Además de lo anterior, congeló la iniciativa e impidió su posible resello legislativo, entre mayo y julio, durante las sesiones extraordinarias en que el Ejecutivo controla la agenda. Al fin, el 9 de este mes, 43 legisladores lo resellaron, y ¡sorpresa!, entre ellos estuvieron los oficialistas. En síntesis: sí primero, no después, veto entonces y de nuevo sí a un mismo texto. Las contradicciones y la falta de coordinación entre la Presidencia y sus diputados, reflejo de la errática política de seguridad, quedó claramente de manifiesto.
La historia alrededor de los centros penales es más enrevesada aún; una sorprendente cadena de contradicciones en medio de anuncios rimbombantes y propuestas diferentes.
Desde julio del año pasado, el gobierno ha pasado por múltiples versiones. Primero, la propuesta de construir cárceles de carpas. No existía respaldo técnico para respaldarla, y además fue cuestionada, entre otros, por el director de la Policía Penitenciaria y el viceministro de Justicia y Paz, Exleine Sánchez, destituido como represalia. Pero, por un par de meses, el gobierno insistió en ella.
La iniciativa desapareció como por arte de magia. Se anunció entonces la construcción de una “megacárcel”, inspirada por el depósito de seres humanos en que el presidente salvadoreño, Nayib Bukele, ha convertido la suya. Y de manera casi delirante, la promesa fue que, una vez seleccionado el terreno, y gracias a planos que donaría el autócrata, quedaría lista en 195 días, ni más ni menos.
Pero vino una aclaración: la nuestra no tendría capacidad para 40.000 reclusos, sino 5.100; es decir “semi-mega”. Sin justificación razonable, el proyecto fue declarado confidencial. Ahora se presenta como algo más modesto: una ampliación del penal La Reforma, en cuyos terrenos estará ubicado, y quizá su capacidad sea mucho más reducida. Si al fin contará con presupuesto, se debe a que, el mismo día en que resellaron el proyecto sobre allanamientos, los diputados autorizaron ¢7.800 millones para su construcción, que se sumarán a partidas trasladadas de otros destinos.

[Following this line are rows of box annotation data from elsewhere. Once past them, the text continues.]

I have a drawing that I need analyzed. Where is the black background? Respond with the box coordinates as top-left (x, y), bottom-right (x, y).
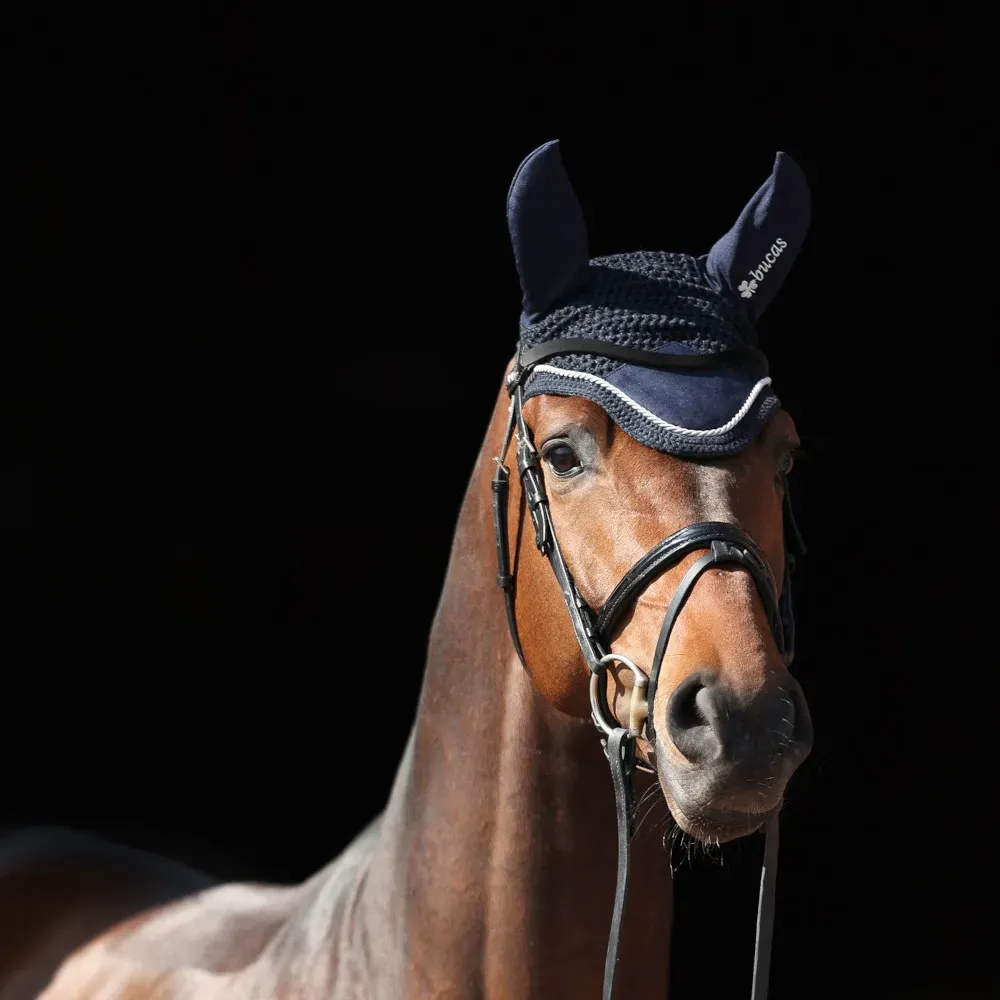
top-left (7, 5), bottom-right (996, 1000)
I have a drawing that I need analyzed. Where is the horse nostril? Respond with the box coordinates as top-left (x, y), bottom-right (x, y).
top-left (667, 673), bottom-right (722, 764)
top-left (787, 678), bottom-right (813, 753)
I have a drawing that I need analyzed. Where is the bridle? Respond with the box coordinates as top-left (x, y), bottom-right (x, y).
top-left (491, 338), bottom-right (805, 1000)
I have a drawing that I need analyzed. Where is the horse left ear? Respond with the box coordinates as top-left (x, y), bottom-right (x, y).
top-left (701, 153), bottom-right (811, 320)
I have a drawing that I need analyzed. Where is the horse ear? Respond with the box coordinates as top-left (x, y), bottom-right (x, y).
top-left (701, 153), bottom-right (811, 320)
top-left (507, 140), bottom-right (590, 323)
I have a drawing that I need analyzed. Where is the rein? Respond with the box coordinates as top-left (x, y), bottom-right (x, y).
top-left (491, 339), bottom-right (805, 1000)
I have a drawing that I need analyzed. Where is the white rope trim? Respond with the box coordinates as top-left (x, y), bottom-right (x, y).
top-left (532, 365), bottom-right (771, 437)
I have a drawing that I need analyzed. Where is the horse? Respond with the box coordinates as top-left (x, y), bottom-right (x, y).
top-left (0, 144), bottom-right (811, 1000)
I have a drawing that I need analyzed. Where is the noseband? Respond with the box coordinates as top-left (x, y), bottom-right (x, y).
top-left (492, 339), bottom-right (805, 1000)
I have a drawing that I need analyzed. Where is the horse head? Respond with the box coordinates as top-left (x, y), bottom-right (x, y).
top-left (494, 143), bottom-right (812, 843)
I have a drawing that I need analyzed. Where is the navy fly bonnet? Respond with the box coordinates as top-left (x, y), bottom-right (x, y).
top-left (507, 141), bottom-right (810, 458)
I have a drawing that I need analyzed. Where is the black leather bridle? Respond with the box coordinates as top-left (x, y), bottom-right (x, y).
top-left (492, 338), bottom-right (805, 1000)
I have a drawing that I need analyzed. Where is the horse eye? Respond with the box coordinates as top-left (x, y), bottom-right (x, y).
top-left (545, 444), bottom-right (580, 476)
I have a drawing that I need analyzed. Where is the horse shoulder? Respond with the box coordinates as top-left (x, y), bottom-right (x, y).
top-left (0, 828), bottom-right (211, 1000)
top-left (39, 884), bottom-right (295, 1000)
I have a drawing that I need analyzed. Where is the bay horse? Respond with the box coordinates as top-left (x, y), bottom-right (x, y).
top-left (0, 143), bottom-right (811, 1000)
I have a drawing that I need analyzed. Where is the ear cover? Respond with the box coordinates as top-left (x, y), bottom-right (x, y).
top-left (507, 140), bottom-right (589, 325)
top-left (699, 152), bottom-right (811, 321)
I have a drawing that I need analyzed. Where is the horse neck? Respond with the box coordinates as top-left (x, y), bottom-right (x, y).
top-left (352, 382), bottom-right (670, 1000)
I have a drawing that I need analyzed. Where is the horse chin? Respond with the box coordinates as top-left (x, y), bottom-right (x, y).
top-left (660, 778), bottom-right (782, 844)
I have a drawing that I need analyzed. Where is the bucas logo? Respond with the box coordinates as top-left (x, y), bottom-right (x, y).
top-left (737, 236), bottom-right (788, 299)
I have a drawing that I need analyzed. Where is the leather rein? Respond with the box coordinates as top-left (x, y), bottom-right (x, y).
top-left (491, 338), bottom-right (805, 1000)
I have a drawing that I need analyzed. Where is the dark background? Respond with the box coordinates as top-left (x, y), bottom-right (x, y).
top-left (9, 5), bottom-right (997, 1000)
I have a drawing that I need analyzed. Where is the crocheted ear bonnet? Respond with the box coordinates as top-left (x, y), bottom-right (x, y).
top-left (507, 141), bottom-right (810, 458)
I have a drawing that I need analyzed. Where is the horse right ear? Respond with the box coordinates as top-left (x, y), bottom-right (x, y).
top-left (507, 140), bottom-right (590, 324)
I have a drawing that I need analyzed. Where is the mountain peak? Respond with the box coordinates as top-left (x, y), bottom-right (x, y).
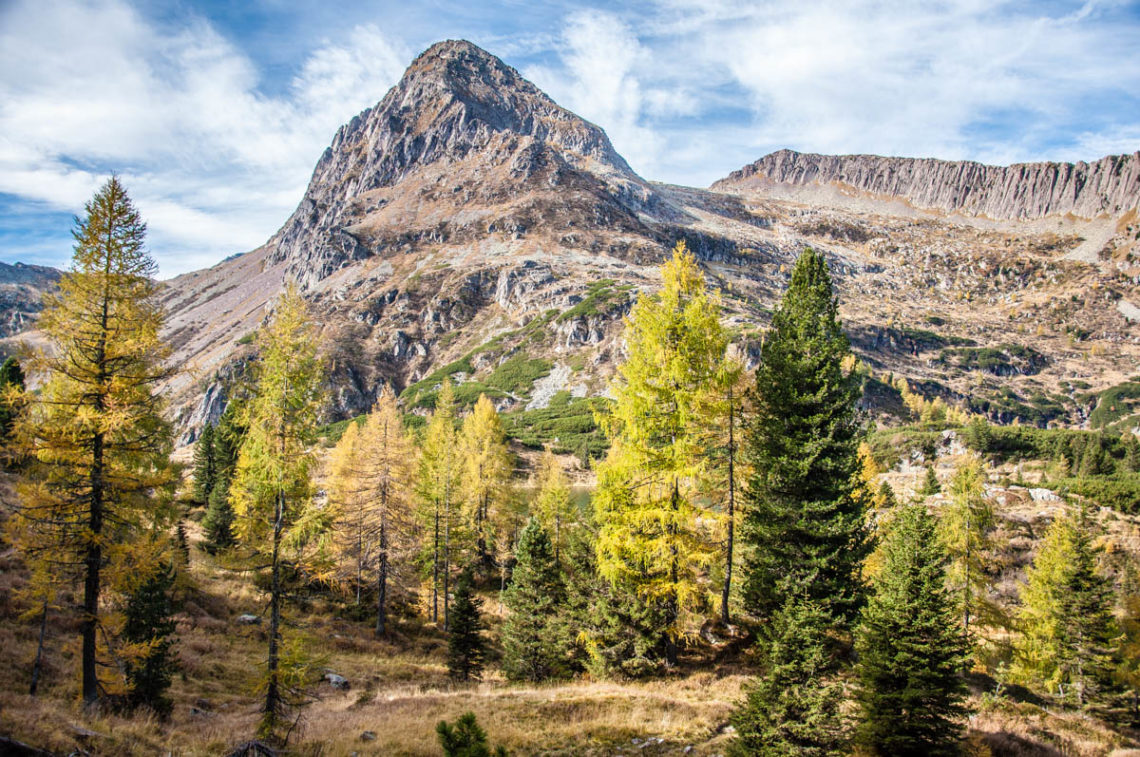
top-left (268, 40), bottom-right (643, 284)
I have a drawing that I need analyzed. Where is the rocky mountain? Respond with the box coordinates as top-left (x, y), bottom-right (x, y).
top-left (0, 262), bottom-right (60, 339)
top-left (4, 41), bottom-right (1140, 446)
top-left (713, 149), bottom-right (1140, 220)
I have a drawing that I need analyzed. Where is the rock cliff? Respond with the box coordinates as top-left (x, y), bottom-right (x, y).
top-left (713, 149), bottom-right (1140, 220)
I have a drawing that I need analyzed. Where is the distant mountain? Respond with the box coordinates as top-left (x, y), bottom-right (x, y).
top-left (4, 41), bottom-right (1140, 441)
top-left (713, 149), bottom-right (1140, 220)
top-left (0, 263), bottom-right (60, 337)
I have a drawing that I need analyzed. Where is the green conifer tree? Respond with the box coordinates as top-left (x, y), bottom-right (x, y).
top-left (122, 563), bottom-right (178, 717)
top-left (503, 519), bottom-right (569, 682)
top-left (447, 568), bottom-right (487, 682)
top-left (742, 249), bottom-right (871, 625)
top-left (856, 505), bottom-right (968, 757)
top-left (194, 423), bottom-right (218, 504)
top-left (435, 713), bottom-right (506, 757)
top-left (731, 595), bottom-right (847, 757)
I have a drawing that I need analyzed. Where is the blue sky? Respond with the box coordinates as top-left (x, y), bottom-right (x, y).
top-left (0, 0), bottom-right (1140, 276)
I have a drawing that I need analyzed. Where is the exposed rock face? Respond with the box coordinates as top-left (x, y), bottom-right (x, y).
top-left (713, 149), bottom-right (1140, 220)
top-left (0, 263), bottom-right (62, 337)
top-left (261, 41), bottom-right (651, 286)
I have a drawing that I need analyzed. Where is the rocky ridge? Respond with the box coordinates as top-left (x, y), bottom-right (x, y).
top-left (713, 149), bottom-right (1140, 220)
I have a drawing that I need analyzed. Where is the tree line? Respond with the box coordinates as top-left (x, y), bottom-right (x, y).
top-left (0, 179), bottom-right (1135, 755)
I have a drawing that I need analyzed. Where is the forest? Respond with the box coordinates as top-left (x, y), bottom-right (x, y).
top-left (0, 179), bottom-right (1140, 757)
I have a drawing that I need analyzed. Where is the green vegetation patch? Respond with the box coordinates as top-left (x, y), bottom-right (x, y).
top-left (503, 392), bottom-right (610, 458)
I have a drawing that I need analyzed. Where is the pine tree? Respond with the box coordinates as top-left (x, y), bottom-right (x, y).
top-left (503, 519), bottom-right (569, 682)
top-left (202, 397), bottom-right (245, 553)
top-left (16, 178), bottom-right (171, 703)
top-left (919, 465), bottom-right (942, 497)
top-left (742, 249), bottom-right (870, 625)
top-left (230, 285), bottom-right (327, 736)
top-left (329, 388), bottom-right (415, 636)
top-left (122, 563), bottom-right (178, 717)
top-left (594, 243), bottom-right (727, 664)
top-left (435, 713), bottom-right (506, 757)
top-left (416, 379), bottom-right (463, 630)
top-left (1013, 513), bottom-right (1117, 706)
top-left (938, 459), bottom-right (1002, 636)
top-left (0, 357), bottom-right (24, 447)
top-left (194, 423), bottom-right (218, 504)
top-left (459, 394), bottom-right (512, 578)
top-left (534, 445), bottom-right (577, 562)
top-left (731, 595), bottom-right (847, 757)
top-left (856, 505), bottom-right (968, 757)
top-left (447, 569), bottom-right (487, 682)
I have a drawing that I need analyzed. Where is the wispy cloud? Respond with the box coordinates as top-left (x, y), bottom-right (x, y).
top-left (0, 0), bottom-right (1140, 275)
top-left (0, 0), bottom-right (410, 275)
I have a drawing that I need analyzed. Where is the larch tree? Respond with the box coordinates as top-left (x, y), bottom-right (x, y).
top-left (459, 394), bottom-right (512, 579)
top-left (742, 249), bottom-right (870, 625)
top-left (595, 243), bottom-right (727, 664)
top-left (855, 505), bottom-right (968, 757)
top-left (329, 388), bottom-right (415, 636)
top-left (230, 285), bottom-right (327, 735)
top-left (938, 459), bottom-right (1001, 636)
top-left (416, 380), bottom-right (463, 630)
top-left (9, 178), bottom-right (171, 703)
top-left (531, 446), bottom-right (579, 562)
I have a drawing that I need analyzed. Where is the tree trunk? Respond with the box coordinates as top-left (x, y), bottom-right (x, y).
top-left (27, 602), bottom-right (48, 697)
top-left (431, 500), bottom-right (439, 624)
top-left (266, 493), bottom-right (285, 725)
top-left (720, 386), bottom-right (736, 626)
top-left (376, 501), bottom-right (388, 636)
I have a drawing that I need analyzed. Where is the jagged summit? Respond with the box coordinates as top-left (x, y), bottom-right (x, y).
top-left (268, 40), bottom-right (648, 284)
top-left (713, 149), bottom-right (1140, 220)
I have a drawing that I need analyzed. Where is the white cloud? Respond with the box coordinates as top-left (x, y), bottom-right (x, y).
top-left (0, 0), bottom-right (410, 276)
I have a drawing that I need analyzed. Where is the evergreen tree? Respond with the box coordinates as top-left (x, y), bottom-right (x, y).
top-left (938, 459), bottom-right (1002, 636)
top-left (194, 423), bottom-right (218, 504)
top-left (919, 465), bottom-right (942, 497)
top-left (435, 713), bottom-right (506, 757)
top-left (742, 249), bottom-right (870, 625)
top-left (16, 178), bottom-right (171, 703)
top-left (459, 394), bottom-right (512, 578)
top-left (202, 397), bottom-right (245, 553)
top-left (594, 243), bottom-right (727, 664)
top-left (503, 519), bottom-right (569, 682)
top-left (1015, 513), bottom-right (1117, 706)
top-left (230, 285), bottom-right (328, 736)
top-left (856, 505), bottom-right (968, 757)
top-left (416, 379), bottom-right (463, 630)
top-left (0, 357), bottom-right (24, 447)
top-left (447, 568), bottom-right (487, 682)
top-left (732, 595), bottom-right (847, 757)
top-left (122, 563), bottom-right (178, 717)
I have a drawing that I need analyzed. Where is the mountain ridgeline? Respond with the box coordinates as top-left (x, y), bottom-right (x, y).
top-left (2, 41), bottom-right (1140, 443)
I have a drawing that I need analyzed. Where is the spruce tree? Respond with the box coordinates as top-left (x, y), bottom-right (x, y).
top-left (919, 465), bottom-right (942, 497)
top-left (122, 563), bottom-right (178, 717)
top-left (731, 594), bottom-right (847, 757)
top-left (503, 519), bottom-right (568, 682)
top-left (856, 505), bottom-right (968, 757)
top-left (742, 249), bottom-right (870, 625)
top-left (194, 423), bottom-right (218, 504)
top-left (447, 568), bottom-right (487, 682)
top-left (16, 178), bottom-right (172, 705)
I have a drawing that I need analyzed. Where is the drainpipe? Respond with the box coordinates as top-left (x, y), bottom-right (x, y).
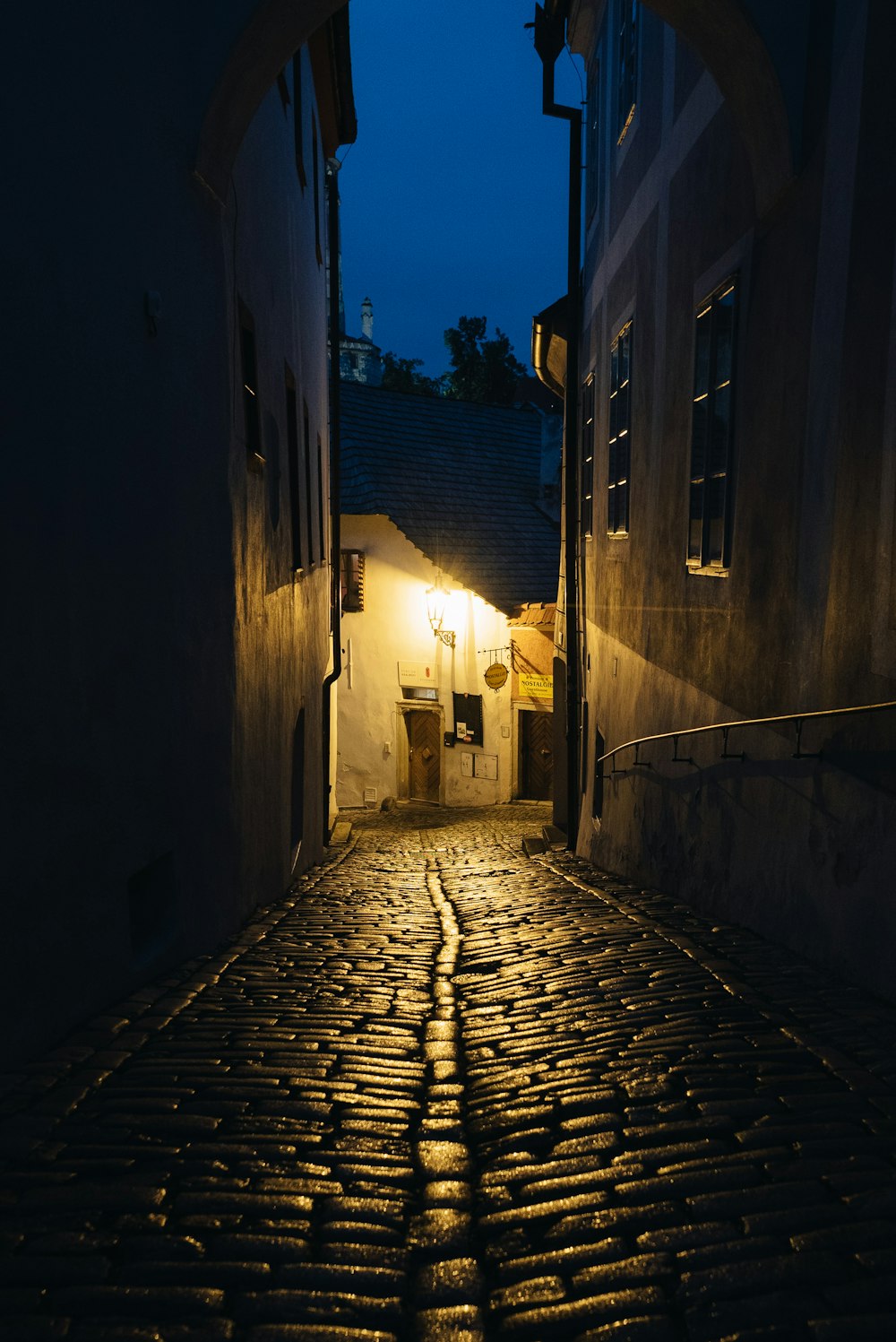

Quizá ahora el gobierno al fin pueda diseñar y construir la infraestructura carcelaria: sin carpas, sin prefijos “mega” y con apego a la realidad. Será una buena noticia en los esfuerzos por combatir la delincuencia. A esto se sumará algo aún más importante: la posibilidad de los allanamientos 24/7, pese al rechazo presidencial. En ambos casos, la Asamblea Legislativa, no el Ejecutivo, ha actuado con gran responsabilidad.